McCaul’s letter comes after the military’s Landstuhl Regional Medical Center in Germany posted on its Facebook page this week it may have to cancel some vaccination appointments next week because it was not expecting to receive more doses for the “next several weeks.”

“We understand that many of you are frustrated by the COVID-19 vaccination process. Unfortunately, recent shipment delays, lack of vaccines and confusion about the process have contributed to this frustration,” the post said.

A later update to the post added that “our leadership team is working hard to find a way to prevent us from having to cancel second-dose appointments, as previously announced.”

In his letter, McCaul also said his office has “heard reports of troops having their vaccination appointments cancelled at military hospitals within the United States as well.”

McCaul asked for information on how many service members overseas and in the United States have been vaccinated, what the strategy is to vaccinate family members of troops stationed overseas, what places besides Landstuhl are experiencing disruptions in vaccine deliveries and what plans are being put in place to ensure appointments are not canceled going forward.


U.S. military commanders elsewhere in the world have also expressed concern about their vaccine supplies.

At a House Armed Services Committee hearing this week, Gen.

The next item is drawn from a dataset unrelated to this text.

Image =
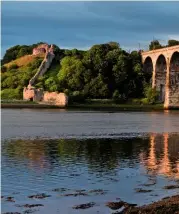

Robert Abrams, commander of U.S. Forces Korea, said his command recently received 9,700 “unforecasted” doses of the Johnson & Johnson vaccine, which is a single-dose shot, which he said “will go a long way towards being able to give the immunizations to our beneficiaries.”

Still, he expressed concern about being able to vaccinate military family members and retirees under his purview.

“I am concerned about the continued availability,” Abrams said. “We've got a great push right now, but we've got some concerns going forward to ensure that our family members and others have the access to the vaccine commensurate with their stateside counterparts.”

Meanwhile, a February video posted online this week from Air Force Lt. Col. Daniel Hatcher, who commands the 378th Expeditionary Medical Squadron at Prince Sultan Air Base, noted a “concerning rise” in COVID-19 cases in the region and that he expects “more availability of the vaccine” over “the next few months.”


Asked Wednesday about Hatcher’s video, Pentagon press secretary John Kirby said that since the video was made “additional vaccines have been sent to Central Command to help them flesh out their vaccine distribution program.”

Originally, Kirby said, deployed troops were not in the first tier of vaccinations out of concern they would get side effects from the second dose, but they have been put back into the priority group.

Serious side effects from the vaccines are rare, but some people may experience flu-like symptoms for a few days after being vaccinated, particularly after the second dose, according to the Centers for Disease Control and Prevention.

“The vaccines have proven themselves very safe and effective so there's an increasing demand and we're meeting that demand — we're trying to meet that demand,” Kirby said. “But we're certainly mindful of the need to continue to get them to forward-deployed forces, and you'll see that change.”